GPG hangs when using a Yubikey

cdecker

8/4/24, 2:10 PM

I am trying to debug why all of the sudden my Yubikey is taking very long to access. The Yubikey holds a GPG private key, that is then used for GPG and SSH. It was working just fine for several months and now it is taking several seconds just to complete a decryption or signature:

$ echo hi | time gpg --clearsign
...
gpg --clearsign  0.00s user 0.00s system 0% cpu 21.660 total

This used to be instantaneous. Seeing a rather round and reproducible delay I went hunting for the potential causes, and I have traced the issue through gpg-agent down to the scdaemon that is used to communicate with the actual smart card. Turning on logging on the scdaemon gives me this:

2023-08-04 16:02:01 scdaemon[197085] DBG: chan_7 <- SERIALNO
2023-08-04 16:02:11 scdaemon[197085] DBG: apdu_open_reader: BAI=94102
2023-08-04 16:02:11 scdaemon[197085] DBG: chan_7 -> S SERIALNO ABCD
2023-08-04 16:02:11 scdaemon[197085] DBG: chan_7 -> OK
2023-08-04 16:02:11 scdaemon[197085] DBG: chan_7 <- SERIALNO
2023-08-04 16:02:23 scdaemon[197085] DBG: apdu_open_reader: BAI=94102
2023-08-04 16:02:23 scdaemon[197085] DBG: chan_7 -> S SERIALNO ABCD
2023-08-04 16:02:23 scdaemon[197085] DBG: chan_7 -> OK
2023-08-04 16:02:23 scdaemon[197085] DBG: chan_7 <- GETATTR KEY-FPR
2023-08-04 16:02:23 scdaemon[197085] DBG: send apdu: c=00 i=CA p1=00 p2=6E lc=-1 le=256 em=0
2023-08-04 16:02:23 scdaemon[197085] DBG:  raw apdu: 00 CA 00 6E 00
2023-08-04 16:02:23 scdaemon[197085] DBG:  response: sw=9000  datalen=224
2023-08-04 16:02:23 scdaemon[197085] DBG:       dump:  6E 81 DD 4F ...
2023-08-04 16:02:23 scdaemon[197085] DBG: chan_7 -> S KEY-FPR 1 AXYZ
2023-08-04 16:02:23 scdaemon[197085] DBG: chan_7 -> S KEY-FPR 2 BXYZ
2023-08-04 16:02:23 scdaemon[197085] DBG: chan_7 -> S KEY-FPR 3 CXYZ
2023-08-04 16:02:23 scdaemon[197085] DBG: chan_7 -> OK
2023-08-04 16:02:23 scdaemon[197085] DBG: chan_7 <- RESTART
2023-08-04 16:02:23 scdaemon[197085] DBG: chan_7 -> OK

Notice that there are two separate breaks, each of 10 seconds each. It appears to be attempting to read the serial number from the smart card if I'm reading the logs correctly.

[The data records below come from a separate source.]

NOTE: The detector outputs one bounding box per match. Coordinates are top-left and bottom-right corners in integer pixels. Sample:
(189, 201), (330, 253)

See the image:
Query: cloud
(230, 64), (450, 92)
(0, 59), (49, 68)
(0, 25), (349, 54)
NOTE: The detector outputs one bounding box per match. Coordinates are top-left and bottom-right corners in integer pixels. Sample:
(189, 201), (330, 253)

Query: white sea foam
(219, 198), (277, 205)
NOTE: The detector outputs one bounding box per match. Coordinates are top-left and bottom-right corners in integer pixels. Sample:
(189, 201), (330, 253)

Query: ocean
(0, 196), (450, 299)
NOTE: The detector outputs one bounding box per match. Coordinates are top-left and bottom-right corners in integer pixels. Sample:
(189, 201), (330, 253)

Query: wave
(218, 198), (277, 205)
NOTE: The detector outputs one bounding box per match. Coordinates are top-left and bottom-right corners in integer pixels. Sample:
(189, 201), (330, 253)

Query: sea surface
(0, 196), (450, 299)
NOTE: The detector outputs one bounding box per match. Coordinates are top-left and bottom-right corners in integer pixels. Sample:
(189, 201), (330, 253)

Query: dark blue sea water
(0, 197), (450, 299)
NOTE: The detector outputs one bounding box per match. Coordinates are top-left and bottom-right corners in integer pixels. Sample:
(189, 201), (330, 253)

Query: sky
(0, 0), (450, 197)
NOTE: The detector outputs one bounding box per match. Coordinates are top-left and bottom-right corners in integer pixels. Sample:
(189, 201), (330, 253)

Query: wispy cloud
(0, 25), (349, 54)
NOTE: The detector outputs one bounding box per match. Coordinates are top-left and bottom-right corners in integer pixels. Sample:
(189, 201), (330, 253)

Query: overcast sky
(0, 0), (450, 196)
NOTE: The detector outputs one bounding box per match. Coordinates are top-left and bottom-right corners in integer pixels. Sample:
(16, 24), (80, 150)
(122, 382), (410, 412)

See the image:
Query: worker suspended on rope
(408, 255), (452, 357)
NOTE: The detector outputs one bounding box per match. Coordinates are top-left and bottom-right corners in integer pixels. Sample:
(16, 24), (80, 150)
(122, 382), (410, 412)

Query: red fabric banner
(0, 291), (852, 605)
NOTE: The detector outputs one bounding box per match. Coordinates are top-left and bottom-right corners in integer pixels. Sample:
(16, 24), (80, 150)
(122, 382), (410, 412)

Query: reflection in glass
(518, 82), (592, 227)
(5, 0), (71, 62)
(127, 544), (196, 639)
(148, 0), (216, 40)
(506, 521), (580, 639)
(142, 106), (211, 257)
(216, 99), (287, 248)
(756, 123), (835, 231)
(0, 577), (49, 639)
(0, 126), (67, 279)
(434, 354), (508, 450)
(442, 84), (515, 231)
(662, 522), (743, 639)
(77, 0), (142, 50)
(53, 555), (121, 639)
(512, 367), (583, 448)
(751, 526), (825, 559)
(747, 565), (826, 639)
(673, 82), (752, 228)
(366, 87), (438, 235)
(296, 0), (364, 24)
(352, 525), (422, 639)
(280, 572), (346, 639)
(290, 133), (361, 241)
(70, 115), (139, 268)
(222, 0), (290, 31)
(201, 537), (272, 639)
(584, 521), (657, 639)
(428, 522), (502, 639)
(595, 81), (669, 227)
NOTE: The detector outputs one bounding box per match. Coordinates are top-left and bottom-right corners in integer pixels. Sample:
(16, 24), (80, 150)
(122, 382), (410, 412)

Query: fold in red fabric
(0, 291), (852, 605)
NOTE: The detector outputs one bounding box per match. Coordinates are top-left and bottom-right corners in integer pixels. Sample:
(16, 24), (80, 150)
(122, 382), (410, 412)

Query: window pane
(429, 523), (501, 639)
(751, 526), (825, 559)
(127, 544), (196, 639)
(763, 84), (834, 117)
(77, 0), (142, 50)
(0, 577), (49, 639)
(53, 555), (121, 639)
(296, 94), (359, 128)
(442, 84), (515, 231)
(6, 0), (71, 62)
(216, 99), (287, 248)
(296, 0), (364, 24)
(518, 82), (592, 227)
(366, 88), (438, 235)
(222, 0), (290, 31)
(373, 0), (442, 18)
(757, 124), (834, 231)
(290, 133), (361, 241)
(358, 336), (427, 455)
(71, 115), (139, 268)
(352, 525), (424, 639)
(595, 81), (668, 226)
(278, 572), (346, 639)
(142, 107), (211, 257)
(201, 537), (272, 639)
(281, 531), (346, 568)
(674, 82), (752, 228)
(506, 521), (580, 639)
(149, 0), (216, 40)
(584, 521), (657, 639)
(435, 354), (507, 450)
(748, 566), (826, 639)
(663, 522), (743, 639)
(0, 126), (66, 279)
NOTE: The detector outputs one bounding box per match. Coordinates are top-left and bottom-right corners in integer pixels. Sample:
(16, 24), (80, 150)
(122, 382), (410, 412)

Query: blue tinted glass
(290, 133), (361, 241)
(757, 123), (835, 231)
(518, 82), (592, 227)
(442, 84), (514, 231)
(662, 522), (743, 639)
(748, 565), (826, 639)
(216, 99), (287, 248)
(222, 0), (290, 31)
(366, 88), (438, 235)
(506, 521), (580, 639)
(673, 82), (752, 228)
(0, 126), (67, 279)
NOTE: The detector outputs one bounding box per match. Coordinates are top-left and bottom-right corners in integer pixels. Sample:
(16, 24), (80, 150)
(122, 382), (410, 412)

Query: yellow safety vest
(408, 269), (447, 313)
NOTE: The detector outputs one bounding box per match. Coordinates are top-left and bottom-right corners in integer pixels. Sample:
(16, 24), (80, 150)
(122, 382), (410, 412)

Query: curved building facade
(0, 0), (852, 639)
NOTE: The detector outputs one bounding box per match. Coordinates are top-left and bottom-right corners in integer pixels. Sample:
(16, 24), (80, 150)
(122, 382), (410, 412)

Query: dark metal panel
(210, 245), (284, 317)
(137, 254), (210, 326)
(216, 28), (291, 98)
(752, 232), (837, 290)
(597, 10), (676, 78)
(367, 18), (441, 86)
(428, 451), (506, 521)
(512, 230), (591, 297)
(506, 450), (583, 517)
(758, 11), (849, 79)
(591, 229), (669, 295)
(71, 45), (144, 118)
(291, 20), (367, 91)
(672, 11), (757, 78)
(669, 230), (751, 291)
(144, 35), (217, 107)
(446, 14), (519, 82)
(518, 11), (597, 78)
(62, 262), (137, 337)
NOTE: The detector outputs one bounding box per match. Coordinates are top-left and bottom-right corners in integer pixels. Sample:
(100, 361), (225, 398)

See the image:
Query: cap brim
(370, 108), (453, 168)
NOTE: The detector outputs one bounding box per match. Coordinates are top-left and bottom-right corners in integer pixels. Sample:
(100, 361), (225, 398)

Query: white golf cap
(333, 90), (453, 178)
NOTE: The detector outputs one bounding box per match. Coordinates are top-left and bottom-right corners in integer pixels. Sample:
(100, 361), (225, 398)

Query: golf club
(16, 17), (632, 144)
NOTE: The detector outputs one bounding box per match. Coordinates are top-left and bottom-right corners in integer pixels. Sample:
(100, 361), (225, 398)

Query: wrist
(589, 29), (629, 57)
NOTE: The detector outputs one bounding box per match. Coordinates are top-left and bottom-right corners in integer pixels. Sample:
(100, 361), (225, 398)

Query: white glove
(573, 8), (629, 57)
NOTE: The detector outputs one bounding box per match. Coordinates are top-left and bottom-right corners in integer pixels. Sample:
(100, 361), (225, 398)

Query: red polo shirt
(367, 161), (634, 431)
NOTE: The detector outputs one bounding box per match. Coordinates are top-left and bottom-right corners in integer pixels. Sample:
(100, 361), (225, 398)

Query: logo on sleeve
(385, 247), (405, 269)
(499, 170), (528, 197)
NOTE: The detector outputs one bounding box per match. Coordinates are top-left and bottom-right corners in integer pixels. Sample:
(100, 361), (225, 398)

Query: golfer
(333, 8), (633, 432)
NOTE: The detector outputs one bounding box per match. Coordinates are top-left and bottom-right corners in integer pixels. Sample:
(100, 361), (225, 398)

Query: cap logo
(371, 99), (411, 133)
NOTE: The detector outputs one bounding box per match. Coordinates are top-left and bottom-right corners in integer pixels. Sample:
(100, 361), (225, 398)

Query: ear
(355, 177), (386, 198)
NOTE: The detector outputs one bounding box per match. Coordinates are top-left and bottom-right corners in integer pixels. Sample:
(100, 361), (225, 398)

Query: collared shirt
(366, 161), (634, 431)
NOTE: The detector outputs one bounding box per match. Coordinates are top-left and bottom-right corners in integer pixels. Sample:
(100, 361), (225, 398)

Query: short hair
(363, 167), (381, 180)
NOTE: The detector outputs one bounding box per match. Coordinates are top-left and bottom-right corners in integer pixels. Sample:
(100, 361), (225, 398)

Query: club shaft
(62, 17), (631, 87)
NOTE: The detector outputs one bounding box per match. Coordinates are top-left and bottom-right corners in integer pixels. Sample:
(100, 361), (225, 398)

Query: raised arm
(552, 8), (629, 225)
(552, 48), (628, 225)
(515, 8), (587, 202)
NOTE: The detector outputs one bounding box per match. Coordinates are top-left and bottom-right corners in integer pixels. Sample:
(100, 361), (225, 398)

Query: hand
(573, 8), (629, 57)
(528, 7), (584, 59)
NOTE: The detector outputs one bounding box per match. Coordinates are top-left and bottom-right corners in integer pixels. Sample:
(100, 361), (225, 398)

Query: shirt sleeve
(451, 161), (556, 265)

What could be causing this delay? Could it be a network lookup that is failing after 10 seconds? And how can I address this issue and not have to wait 20-30 seconds on each git commit or ssh connection I do?

0 + 4

gpg

gnupg

yubikey

James T

8/21/24, 4:31 AM

Does this yubikey have the same delay regardless of which computer you use? Does a different yubikey have the same delay on this computer? Are other operations fast, such as status? https://developers.yubico.com/yubico-piv-tool/Actions/status.html

James T

8/21/24, 4:36 AM

Also please confirm your yubikey is authentic: https://www.yubico.com/genuine/

cdecker

8/21/24, 8:37 AM

Thanks for commenting James, very good points that I should have clarified. The delay isn't always there, it appears to be related to suspending the notebook and then waking it up again. The more things I try the more I tend towards attributing the issue to DBUS being misconfigured (I'm running sway on Wayland on Ubuntu), and possible the gnome-keyring being unreachable.

cdecker

8/21/24, 8:38 AM

The yubikey is genuine, and I've only ever observed this issue on this machine, though as mentioned above, it comes and goes.

Elon Musk

I sit in a Tesla and translated this thread with Ai:

EN: GPG hangs when using a Yubikey

Post an answer

Most people don’t grasp that asking a lot of questions unlocks learning and improves interpersonal bonding. In Alison’s studies, for example, though people could accurately recall how many questions had been asked in their conversations, they didn’t intuit the link between questions and liking. Across four studies, in which participants were engaged in conversations themselves or read transcripts of others’ conversations, people tended not to realize that question asking would influence—or had influenced—the level of amity between the conversationalists.